Accessibility vs privacy: Toeing the line of internet use


Sam Chiang

Although data collection can be considered an infringement on people’s privacy, sharing your data can help society create better modeling tools and algorithms to identify early warning signs of major issues such as poverty, homelessness, and cancer.

Data collection has been around for centuries and can be more than just sending cookies from your phone or laptop. In 1790, when the US Census was first implemented, census takers walked from house-to-house to survey and collect data. Since then, American households have filled out the census every decade and also have taken part in the American Community Survey (ACS) every year. Given its frequency, the ACS helps determine how the US government distributes $675 billion in funds.

The importance of the Decennial US Census cannot be overstated. The census allows the government to collect important demographic data, which is then used by lawmakers to aptly distribute federal and state funds. Businesses also use census data to target prime locations for development, and can identify dilapidated neighborhoods and build factories, offices, and stores to create jobs.

However, since the census is only once a decade, it cannot properly account for recent demographic changes if the end of the decade is approaching. The ACS combats this problem by collecting information on 46 topics from a smaller sample of households deemed to be representative of the country. Similarly to the census, lawmakers may use the ACS to identify demographic changes and target reforms and appropriation packages.

Many people, however, do not realize that census data is quite comprehensive and easily accessible by the public. Websites offer interactive and simple ways to visualize the data and offer users the opportunity to view over 500,000 data points from all Decennial Censuses, American Community Surveys, and other datasets such as the annual FBI Crime Data report and tallied votes from American Presidential Elections.

Honestly, the specificity of the data can be simultaneously quite fascinating and terrifying. Using, I searched for my home address on the 2010 Census and found the specific data for my family. I was able to check my family’s race and my parents’ marital status, employment sector, and income bracket.
Perhaps most importantly, census takers know exactly what is asked of them and what information will be collected by the government.

However, the online collection of data tends to be sneakier and privacy policies more ambiguous. Real dangers exist, and it’s often young internet users who are most at risk and least aware. The solution would be greater transparency between companies and their users. Prominent companies have been involved in large scandals such as Facebook giving away its users’ data. Greater transparency about what data will be collected would allow users to become more aware and better protect themselves from such scandals in the future.

Nowadays, data collection isn’t limited to government surveys, but also includes forms of data collection employed by tech giants like Google and Facebook. Google tracks a host of information ranging from what you search to what ads or links you click. Google Maps, Flights, Books, Translate, and Gmail also keep records of what you search in order to build your profile.

Unfortunately, all of this collected information warrants major privacy concerns. Hackers can access and release personal information, and tech companies can effectively profile anyone. While attending a data analytics class over the summer, I met a kid named Yash from Silicon Valley. Ironically, we were learning to analyze data, yet he kept his online presence as minimal as possible by using VPNs, erasing his history, and avoiding social media sites. He was paranoid that he could be held accountable for a mistake online in his future, so he used his laptop as cautiously as possible.

However, I believe that Yash was overly cautious. Despite privacy concerns, data collection also drives innovation through machine learning. Larger, more accurate datasets can be used for complex modeling and predicting, and the applications for better predictions are endless. The analysis and modeling of big data can be used to best distribute social services by identifying early warning signs. For example, lawmakers and community leaders can identify early signs of gentrification by looking at previous patterns. In Chicago, community leaders mapped rising real estate values, changing demographics, and stagnating salaries to identify at-risk neighborhoods. In California, local legislatures are working with data scientists to identify early warning signs of homelessness by analyzing data collected by dozens of agencies.

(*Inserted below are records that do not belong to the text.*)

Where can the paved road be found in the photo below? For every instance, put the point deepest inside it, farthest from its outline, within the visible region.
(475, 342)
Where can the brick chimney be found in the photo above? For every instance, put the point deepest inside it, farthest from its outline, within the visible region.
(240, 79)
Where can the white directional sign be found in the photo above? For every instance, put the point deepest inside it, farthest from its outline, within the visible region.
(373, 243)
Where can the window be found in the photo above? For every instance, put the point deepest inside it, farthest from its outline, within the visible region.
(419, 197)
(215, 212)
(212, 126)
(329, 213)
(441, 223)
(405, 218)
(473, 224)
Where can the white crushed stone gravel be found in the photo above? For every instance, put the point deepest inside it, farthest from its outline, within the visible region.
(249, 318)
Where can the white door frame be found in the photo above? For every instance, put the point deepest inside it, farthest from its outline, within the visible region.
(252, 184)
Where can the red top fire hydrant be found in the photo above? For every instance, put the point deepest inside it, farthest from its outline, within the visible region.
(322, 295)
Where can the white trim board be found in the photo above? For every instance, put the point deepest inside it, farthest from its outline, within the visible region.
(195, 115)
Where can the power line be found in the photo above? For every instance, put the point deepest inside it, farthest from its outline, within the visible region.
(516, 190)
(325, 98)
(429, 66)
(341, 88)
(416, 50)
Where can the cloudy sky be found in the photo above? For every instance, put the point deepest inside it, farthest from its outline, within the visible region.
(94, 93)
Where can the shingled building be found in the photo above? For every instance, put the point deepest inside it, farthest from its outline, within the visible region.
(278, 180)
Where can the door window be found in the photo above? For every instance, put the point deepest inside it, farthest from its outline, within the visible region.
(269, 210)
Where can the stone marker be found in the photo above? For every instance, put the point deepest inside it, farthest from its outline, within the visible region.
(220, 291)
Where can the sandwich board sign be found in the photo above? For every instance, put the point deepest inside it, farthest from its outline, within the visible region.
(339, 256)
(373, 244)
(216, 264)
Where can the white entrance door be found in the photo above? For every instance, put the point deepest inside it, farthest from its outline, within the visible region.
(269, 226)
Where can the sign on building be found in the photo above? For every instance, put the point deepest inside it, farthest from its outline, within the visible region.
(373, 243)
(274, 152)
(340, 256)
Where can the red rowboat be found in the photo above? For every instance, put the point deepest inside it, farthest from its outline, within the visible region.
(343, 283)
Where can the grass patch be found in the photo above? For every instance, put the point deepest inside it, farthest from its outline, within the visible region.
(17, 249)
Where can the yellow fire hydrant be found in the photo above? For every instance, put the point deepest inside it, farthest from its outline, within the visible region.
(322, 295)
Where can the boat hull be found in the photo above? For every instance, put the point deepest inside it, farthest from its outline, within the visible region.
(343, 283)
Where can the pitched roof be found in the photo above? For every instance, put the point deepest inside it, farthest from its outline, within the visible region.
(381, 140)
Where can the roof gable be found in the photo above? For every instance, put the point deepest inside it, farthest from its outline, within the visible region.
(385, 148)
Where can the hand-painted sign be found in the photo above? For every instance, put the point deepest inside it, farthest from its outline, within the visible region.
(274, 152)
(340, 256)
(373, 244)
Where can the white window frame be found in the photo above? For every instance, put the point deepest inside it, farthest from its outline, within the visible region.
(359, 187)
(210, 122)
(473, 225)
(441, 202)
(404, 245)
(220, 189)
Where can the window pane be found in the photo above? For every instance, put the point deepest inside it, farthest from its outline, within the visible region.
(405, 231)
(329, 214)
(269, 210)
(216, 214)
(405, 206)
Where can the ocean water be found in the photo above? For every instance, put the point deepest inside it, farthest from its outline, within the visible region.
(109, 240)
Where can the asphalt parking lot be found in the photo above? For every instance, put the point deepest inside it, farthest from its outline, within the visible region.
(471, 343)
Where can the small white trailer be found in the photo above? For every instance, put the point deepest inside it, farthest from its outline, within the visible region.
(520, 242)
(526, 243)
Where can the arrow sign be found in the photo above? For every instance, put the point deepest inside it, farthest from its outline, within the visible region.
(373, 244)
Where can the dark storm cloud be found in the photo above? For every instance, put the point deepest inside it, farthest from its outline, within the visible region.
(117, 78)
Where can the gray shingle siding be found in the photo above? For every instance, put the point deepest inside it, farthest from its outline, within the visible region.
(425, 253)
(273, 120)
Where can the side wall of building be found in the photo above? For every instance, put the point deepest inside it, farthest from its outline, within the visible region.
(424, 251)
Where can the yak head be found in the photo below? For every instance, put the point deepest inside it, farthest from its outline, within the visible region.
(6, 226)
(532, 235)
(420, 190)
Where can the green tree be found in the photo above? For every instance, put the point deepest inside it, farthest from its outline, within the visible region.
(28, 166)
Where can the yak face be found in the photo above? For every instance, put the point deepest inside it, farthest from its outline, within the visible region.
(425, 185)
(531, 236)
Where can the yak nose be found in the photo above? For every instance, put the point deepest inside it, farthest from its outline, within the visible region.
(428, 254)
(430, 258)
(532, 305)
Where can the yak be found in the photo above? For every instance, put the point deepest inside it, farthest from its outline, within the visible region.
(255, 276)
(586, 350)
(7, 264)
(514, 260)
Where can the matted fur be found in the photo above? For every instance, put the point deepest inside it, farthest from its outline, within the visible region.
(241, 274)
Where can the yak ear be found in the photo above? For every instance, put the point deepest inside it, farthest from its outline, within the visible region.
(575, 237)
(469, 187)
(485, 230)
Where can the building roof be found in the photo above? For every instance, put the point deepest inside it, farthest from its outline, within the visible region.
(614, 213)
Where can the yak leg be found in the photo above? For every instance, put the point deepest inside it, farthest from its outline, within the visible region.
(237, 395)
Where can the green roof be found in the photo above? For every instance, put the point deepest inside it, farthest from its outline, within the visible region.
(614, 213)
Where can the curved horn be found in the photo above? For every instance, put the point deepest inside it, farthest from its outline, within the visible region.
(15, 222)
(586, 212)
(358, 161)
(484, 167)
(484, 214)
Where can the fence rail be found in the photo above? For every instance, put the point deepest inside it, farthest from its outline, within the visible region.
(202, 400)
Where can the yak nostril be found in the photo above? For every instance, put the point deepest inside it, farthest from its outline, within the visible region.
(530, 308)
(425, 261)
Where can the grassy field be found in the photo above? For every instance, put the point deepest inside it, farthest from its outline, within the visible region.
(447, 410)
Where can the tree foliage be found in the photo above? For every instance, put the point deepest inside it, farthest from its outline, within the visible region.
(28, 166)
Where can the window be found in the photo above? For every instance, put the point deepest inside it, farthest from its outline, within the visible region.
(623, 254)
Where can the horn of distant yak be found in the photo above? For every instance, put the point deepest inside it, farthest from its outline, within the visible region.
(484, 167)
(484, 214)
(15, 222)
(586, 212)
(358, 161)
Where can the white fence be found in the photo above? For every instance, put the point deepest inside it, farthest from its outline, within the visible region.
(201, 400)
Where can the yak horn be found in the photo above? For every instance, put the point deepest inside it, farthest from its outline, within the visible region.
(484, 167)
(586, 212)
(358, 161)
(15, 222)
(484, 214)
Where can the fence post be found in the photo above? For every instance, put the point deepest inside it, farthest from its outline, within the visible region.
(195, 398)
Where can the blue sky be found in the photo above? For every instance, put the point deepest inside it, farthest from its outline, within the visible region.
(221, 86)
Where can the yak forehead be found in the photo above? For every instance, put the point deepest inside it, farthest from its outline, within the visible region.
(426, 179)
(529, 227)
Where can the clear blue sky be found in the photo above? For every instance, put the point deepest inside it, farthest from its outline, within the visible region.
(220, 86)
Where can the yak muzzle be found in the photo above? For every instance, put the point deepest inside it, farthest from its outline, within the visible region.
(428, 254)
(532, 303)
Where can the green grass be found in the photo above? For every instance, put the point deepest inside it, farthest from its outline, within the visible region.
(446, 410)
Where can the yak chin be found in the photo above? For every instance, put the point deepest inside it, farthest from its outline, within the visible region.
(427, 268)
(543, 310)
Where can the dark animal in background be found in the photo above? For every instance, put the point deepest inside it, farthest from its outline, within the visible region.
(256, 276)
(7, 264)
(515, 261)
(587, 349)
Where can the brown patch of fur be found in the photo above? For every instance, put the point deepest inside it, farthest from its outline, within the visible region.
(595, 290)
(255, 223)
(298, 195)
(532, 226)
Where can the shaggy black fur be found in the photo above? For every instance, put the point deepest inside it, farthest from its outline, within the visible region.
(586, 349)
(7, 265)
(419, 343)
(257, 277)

In the private sector, personal profiles can be used to target specific audiences with certain advertisements, allowing companies to maximize profitability. Using that data, companies can predict future purchases by analyzing previous patterns which allows them to avoid over and underproducing their products. They can also track the performance of their marketing campaigns and make necessary adjustments.

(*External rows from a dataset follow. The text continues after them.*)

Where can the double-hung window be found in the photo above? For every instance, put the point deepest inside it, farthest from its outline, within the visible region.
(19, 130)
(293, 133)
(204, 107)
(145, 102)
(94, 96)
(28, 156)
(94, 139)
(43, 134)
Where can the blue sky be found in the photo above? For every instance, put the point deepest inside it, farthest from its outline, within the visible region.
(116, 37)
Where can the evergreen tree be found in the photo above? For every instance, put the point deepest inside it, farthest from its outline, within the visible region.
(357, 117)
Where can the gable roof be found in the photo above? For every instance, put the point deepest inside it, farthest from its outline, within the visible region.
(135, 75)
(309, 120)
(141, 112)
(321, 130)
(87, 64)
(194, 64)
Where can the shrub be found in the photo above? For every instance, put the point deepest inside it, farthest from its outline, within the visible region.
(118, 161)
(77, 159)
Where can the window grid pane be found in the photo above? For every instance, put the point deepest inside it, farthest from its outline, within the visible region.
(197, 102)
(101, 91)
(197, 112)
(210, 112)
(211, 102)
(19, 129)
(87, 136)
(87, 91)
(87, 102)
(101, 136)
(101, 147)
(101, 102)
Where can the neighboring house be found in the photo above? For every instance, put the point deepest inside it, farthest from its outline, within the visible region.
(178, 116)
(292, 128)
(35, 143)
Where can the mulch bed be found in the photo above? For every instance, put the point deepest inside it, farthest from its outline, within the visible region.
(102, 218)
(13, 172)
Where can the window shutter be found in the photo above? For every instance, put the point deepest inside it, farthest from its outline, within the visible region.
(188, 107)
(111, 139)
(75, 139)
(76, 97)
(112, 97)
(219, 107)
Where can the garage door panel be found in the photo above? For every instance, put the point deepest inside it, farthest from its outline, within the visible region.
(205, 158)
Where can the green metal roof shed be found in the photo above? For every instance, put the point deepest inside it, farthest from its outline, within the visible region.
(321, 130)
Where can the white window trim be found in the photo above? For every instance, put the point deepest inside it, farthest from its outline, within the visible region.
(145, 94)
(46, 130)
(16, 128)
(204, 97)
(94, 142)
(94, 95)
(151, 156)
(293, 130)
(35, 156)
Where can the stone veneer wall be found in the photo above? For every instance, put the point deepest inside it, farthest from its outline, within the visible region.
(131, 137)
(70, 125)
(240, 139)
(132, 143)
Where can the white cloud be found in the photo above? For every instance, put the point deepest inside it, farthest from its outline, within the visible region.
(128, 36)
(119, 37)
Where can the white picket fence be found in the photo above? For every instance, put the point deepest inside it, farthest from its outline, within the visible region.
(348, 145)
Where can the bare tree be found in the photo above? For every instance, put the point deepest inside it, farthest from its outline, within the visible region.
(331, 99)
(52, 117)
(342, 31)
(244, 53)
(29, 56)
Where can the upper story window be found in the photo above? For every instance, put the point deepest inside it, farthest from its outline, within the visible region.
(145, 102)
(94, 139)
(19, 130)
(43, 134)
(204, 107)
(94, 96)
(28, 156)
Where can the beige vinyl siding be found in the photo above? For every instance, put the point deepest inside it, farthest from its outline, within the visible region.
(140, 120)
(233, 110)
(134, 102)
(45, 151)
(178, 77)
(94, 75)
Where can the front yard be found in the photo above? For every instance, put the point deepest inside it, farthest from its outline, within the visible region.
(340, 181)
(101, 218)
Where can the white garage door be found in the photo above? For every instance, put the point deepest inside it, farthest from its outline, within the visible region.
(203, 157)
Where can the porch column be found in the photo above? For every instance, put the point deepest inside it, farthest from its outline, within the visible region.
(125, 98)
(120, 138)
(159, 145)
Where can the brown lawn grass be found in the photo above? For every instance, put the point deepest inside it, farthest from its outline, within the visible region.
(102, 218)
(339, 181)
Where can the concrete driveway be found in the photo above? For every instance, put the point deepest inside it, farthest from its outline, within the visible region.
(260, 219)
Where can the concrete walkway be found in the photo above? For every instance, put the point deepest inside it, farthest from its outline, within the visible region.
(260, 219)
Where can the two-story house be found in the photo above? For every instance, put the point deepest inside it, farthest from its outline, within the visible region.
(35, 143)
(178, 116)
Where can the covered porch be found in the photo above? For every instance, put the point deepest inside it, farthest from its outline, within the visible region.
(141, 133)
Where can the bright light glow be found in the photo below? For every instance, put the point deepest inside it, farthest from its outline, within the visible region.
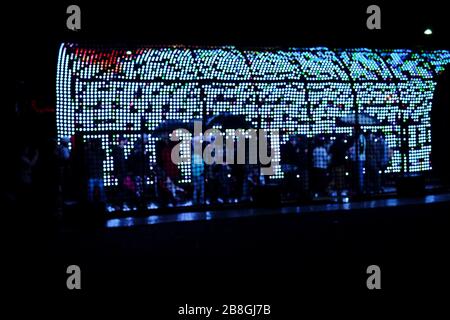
(104, 93)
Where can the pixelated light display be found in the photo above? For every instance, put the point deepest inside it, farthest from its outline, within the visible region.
(103, 92)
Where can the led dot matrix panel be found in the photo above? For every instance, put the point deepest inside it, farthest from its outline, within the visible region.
(104, 92)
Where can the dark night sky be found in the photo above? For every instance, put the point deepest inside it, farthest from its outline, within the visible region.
(33, 31)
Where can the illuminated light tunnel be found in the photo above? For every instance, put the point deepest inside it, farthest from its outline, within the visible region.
(104, 92)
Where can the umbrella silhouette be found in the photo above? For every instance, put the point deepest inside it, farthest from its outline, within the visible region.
(362, 119)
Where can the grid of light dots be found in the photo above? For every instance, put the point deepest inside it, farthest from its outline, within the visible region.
(107, 92)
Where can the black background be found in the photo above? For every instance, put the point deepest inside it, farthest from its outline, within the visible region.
(247, 261)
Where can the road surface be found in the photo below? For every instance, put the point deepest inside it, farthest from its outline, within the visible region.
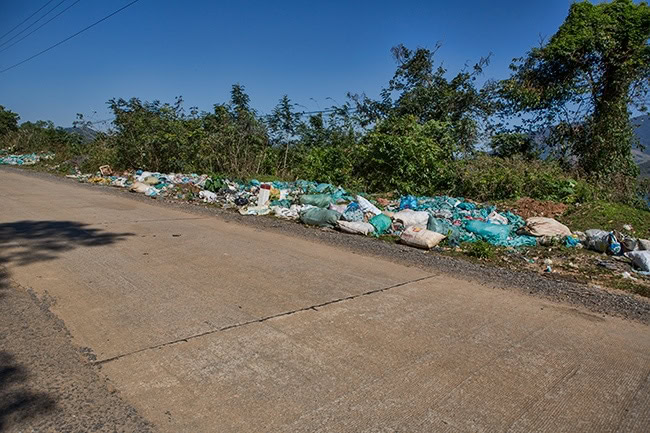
(205, 325)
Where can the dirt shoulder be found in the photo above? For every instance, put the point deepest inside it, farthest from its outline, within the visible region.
(547, 286)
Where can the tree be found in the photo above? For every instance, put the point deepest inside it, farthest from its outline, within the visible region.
(583, 82)
(8, 121)
(419, 88)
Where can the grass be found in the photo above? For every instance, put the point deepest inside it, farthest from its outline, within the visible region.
(607, 216)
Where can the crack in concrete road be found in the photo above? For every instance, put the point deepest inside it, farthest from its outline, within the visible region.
(314, 307)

According to a 2015 study conducted by Ernst and Young, customers crave personalized attention, and 65% of customers are willing to share their data if it means that they will receive personalized recommendations and special offers. Personalized ads allow customers to learn about products that they may never have heard but still might be likely to purchase. Companies can keep track of purchase histories and suggest items similar to previous selections instead of advertising random predictions.

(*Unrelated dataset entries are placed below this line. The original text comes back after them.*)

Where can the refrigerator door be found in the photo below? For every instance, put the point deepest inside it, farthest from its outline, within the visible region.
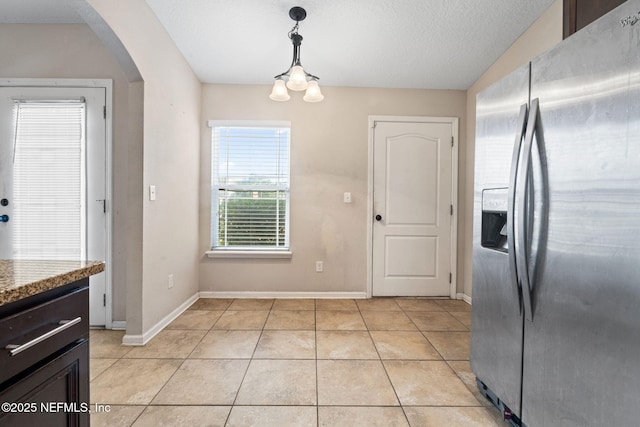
(496, 337)
(581, 352)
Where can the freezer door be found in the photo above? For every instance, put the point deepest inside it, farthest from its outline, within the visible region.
(496, 334)
(582, 349)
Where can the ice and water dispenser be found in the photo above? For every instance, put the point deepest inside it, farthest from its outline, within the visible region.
(494, 219)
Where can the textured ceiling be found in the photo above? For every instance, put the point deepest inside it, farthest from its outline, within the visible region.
(430, 44)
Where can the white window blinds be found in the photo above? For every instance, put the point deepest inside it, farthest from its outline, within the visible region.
(49, 180)
(250, 187)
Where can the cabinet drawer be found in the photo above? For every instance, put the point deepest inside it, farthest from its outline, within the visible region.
(37, 332)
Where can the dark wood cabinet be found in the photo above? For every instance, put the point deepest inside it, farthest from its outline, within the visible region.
(46, 380)
(577, 14)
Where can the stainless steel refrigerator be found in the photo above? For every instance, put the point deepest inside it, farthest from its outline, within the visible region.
(556, 247)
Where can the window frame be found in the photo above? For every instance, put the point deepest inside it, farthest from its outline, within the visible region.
(247, 251)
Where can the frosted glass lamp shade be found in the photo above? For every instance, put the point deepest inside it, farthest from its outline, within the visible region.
(279, 91)
(297, 79)
(313, 93)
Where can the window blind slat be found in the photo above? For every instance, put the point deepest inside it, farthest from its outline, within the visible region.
(48, 181)
(250, 186)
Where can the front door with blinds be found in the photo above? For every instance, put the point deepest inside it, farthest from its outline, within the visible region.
(52, 178)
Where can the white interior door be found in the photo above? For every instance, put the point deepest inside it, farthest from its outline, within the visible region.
(412, 208)
(53, 178)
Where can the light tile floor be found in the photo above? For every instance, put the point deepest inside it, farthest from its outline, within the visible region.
(264, 362)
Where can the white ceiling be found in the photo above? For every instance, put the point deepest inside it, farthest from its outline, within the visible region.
(428, 44)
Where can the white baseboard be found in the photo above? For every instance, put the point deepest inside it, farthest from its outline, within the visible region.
(153, 331)
(119, 325)
(316, 295)
(466, 298)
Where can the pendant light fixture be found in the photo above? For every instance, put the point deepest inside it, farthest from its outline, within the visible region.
(296, 78)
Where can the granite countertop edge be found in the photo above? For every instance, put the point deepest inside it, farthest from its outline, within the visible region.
(17, 284)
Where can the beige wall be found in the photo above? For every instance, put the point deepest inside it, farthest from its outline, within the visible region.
(74, 51)
(329, 156)
(170, 161)
(545, 33)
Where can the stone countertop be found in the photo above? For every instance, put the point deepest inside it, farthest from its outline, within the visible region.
(23, 278)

As programs go through different variations of prediction and testing sets, more repetitions increase precision in algorithms. When data scientists create models, they must break their data into parts. One part, which tends to be larger, is used as a practice set, where the model learns what responses to associate with certain inputs. After running through numerous variations of the training set, the model is then tried against the second test set. The test set feeds inputs into the model and receives an output, which is then checked to determine the accuracy of the model. With a larger amount of data to train on, the model should theoretically be able to make more accurate predictions in the future.

As the internet continues to become a more integral part of our lives, datasets will continue to grow. However, the public must be more aware of what data is being collected, and companies must be more transparent to build greater trust.